Her fingers wrapped around its cool surface. It was heavier now than she remembered. At first, looking at it, she thought that the scepter was dead, devoid of all energy. Now that she held it, Leona could feel the slightest stirring of life within the scepter.

What was more, the scepter called out to her, reached into her hand, and sought out her energy. It wasn’t like it had been before, the scepter didn’t try to overcome her, instead it sought to
become
one with her.

When the wave of music-like energy reached her brain, Leona felt the music sync in time with her thoughts. The music changed slightly to match her own internal energy. Now as Leona listened, the music coming from the scepter wasn’t just the wild music of the moon as it had been when Daniken’s energy infused it. Now it was as if the moon was speaking directly to her soul.

Leona pulled her mind away from the scepter, and carried it back to camp. The fire crackled with warmth and vitality when she sat down.

“Abagail isn’t completely consumed yet,” Leona said by way of breaking the silence.

“No, she has a long way to go before that happens. I was hoping to get her to the harbingers before she got this far...” Celeste looked up at the scepter Leona held, but didn’t comment.

“What is the plan?” Rorick wondered. “Can we go back?”

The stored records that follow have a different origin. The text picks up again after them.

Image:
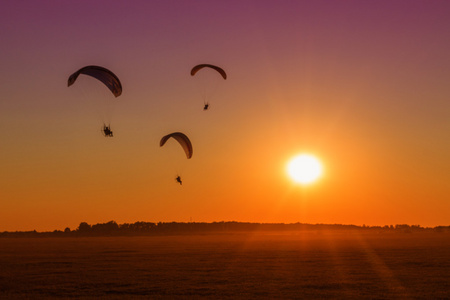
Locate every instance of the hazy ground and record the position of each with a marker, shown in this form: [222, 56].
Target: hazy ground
[287, 265]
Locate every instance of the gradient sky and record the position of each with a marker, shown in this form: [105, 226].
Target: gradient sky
[363, 85]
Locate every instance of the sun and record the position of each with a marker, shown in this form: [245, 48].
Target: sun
[304, 168]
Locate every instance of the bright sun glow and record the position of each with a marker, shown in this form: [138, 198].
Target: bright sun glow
[304, 168]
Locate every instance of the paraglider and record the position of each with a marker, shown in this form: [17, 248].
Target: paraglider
[201, 66]
[184, 142]
[197, 68]
[107, 131]
[100, 100]
[180, 138]
[107, 77]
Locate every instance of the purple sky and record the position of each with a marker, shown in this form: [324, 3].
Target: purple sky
[362, 84]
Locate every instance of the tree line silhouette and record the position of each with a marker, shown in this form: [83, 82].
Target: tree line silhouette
[111, 228]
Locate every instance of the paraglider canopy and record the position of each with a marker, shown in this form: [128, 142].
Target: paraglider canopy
[107, 77]
[180, 138]
[201, 66]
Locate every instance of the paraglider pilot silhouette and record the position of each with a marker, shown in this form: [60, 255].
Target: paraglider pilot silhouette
[107, 131]
[105, 76]
[184, 142]
[222, 73]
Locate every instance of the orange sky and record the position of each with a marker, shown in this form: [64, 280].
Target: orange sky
[363, 86]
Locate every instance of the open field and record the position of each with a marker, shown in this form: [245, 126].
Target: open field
[284, 265]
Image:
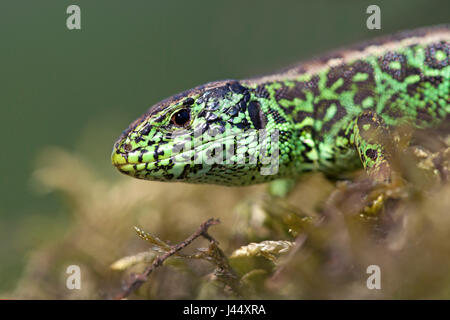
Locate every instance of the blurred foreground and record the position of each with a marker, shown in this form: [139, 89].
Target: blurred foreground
[314, 244]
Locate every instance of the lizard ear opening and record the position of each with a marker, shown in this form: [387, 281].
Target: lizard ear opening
[256, 115]
[181, 118]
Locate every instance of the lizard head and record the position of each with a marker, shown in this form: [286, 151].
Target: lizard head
[209, 134]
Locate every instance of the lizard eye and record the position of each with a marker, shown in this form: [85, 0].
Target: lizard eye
[181, 117]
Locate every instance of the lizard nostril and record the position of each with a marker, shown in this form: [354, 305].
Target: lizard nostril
[127, 147]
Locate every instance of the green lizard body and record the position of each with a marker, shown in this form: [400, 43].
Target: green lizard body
[332, 114]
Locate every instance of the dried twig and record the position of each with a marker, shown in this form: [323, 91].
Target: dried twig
[136, 280]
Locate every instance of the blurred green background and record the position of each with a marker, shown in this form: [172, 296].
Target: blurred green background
[79, 89]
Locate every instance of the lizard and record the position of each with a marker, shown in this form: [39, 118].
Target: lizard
[334, 113]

“No,” Celeste told him. “The forest fire has slowed, but Daniken was right earlier when she said that it was still there. We wouldn’t make it through the fire. We have to press on.”

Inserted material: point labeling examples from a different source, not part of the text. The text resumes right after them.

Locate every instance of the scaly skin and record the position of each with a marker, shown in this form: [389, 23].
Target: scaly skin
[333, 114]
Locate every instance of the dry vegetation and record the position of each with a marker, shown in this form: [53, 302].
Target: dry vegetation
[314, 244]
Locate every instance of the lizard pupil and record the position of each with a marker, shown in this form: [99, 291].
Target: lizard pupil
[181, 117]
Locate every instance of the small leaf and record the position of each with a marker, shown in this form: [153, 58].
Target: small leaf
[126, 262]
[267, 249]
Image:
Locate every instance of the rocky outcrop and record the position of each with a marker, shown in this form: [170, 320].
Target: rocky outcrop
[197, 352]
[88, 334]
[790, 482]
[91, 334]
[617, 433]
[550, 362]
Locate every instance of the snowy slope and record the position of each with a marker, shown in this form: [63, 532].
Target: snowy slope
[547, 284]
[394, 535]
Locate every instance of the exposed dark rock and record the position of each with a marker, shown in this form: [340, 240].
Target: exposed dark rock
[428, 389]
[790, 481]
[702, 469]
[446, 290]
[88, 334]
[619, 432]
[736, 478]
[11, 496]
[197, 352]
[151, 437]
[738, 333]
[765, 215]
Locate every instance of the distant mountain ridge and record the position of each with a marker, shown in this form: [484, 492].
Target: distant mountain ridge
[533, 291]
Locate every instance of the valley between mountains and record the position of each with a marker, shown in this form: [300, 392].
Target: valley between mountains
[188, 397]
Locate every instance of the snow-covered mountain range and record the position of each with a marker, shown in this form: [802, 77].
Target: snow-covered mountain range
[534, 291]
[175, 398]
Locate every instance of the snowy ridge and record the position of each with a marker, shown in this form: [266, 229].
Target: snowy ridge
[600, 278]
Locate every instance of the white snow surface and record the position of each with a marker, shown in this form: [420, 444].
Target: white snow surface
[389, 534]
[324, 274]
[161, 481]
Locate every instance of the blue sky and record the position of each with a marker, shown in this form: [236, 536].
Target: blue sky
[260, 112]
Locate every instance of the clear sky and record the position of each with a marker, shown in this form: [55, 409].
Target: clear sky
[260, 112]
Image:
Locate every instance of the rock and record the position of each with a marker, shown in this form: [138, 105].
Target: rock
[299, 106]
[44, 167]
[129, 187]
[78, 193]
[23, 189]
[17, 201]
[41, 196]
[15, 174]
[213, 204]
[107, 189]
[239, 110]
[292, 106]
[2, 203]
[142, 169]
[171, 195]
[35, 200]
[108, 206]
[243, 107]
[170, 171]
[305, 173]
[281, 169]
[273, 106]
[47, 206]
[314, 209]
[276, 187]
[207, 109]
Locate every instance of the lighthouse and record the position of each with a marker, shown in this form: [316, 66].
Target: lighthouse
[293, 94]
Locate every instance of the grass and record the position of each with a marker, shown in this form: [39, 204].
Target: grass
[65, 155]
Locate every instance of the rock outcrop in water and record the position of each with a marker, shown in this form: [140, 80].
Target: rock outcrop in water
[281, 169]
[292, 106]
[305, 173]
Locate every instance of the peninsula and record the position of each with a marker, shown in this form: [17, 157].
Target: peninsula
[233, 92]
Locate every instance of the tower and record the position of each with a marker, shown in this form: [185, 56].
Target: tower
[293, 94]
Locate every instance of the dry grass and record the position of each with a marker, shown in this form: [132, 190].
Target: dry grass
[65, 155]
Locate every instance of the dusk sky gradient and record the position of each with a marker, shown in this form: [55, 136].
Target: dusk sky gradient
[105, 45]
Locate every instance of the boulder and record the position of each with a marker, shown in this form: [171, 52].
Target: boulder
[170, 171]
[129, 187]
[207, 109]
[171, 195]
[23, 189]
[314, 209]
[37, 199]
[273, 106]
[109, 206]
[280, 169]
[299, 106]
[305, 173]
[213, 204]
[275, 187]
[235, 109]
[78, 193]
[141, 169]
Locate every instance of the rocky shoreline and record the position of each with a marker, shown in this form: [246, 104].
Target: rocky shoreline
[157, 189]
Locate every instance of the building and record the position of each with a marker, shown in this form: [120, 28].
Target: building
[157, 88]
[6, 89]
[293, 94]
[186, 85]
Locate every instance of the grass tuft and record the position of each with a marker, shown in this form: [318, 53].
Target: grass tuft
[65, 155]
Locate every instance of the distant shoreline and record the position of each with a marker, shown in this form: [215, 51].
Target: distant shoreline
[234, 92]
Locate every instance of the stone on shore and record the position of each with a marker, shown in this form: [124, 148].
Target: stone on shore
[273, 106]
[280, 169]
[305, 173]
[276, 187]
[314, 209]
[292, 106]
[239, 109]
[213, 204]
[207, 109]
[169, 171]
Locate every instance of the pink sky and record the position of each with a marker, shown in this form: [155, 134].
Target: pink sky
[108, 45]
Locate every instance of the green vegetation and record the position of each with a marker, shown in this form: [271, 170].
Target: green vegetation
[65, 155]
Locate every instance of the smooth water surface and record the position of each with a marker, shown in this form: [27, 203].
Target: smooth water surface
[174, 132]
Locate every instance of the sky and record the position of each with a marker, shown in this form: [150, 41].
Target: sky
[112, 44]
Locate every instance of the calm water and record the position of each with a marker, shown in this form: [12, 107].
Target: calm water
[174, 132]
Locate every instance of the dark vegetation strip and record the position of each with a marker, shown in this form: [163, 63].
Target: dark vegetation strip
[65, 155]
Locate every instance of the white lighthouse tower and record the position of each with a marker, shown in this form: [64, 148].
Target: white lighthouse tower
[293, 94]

“To the Frozen North?” Leona asked.

“The frost giants live there,” Celeste said. “With any luck, we won’t catch their eye and can slip around the edge of the forest. It will be a couple week’s travel around the Fay Forest to New Landanten. We won’t have the coverage of Singer’s Trail either. It will be rough.”

“We can make it,” Rorick said.

Leona didn’t respond.

“We don’t have time to wait for Abagail to get better,” Celeste told them. “After we’ve regained our strength, we need to head out and carry her with us.”

Leona remembered the golden cloud Celeste had floated Abagail on earlier and figured it made sense. Even if the fire had slowed, it would still be coming their way.

They were silent for several moments in which Mari could be heard muttering something to herself, whether an incantation or a prayer, Leona wasn’t sure.

“You need to charge that,” Celeste told her, nodding to the scepter in Leona’s hands.

“In the light of the full moon?” Leona asked.

Celeste nodded. “It’s bound to you now. Since Daniken is dead, the next person to touch it becomes its wielder. That only works if the scepter has been opened.”

“She said she would get me a scepter of my own when she taught me to use it,” Leona confessed. “I never thought it would be hers.”

“Daniken probably didn’t think it would be hers either,” Celeste said. “Looking back on it now, I imagine she thought the scepter you would come to control would be mine. I shouldn’t have let her get in on the warding we were doing with Abagail.”

“You can’t change that now,” Rorick said.

Celeste nodded.

Daphne landed on the elf’s shoulder and she must have said something because Celeste smiled a sad smile. She nodded in agreement with the pixie and handed out the rabbits.

“Now we eat. Tomorrow will be soon enough for traveling and thinking about the road ahead.” Celeste told them. She pulled a packet of seeds and nuts out of her pocket and opened it. “We are still in danger. Abagail is a harbinger unclaimed and that will call all kinds of trouble to us.”

Leona didn’t want to think about tomorrow. She ate little of the meat since it turned her stomach to eat anything. Before long she was laying down near the fire.

Once she thought they were asleep, Celeste gathered her sun scepter to herself and looked deep into its crystalline depths. She took a deep, shuddering breath. She looked up at the moon, nearly full now, and Leona could see tears standing out in the elf’s clear blue eyes.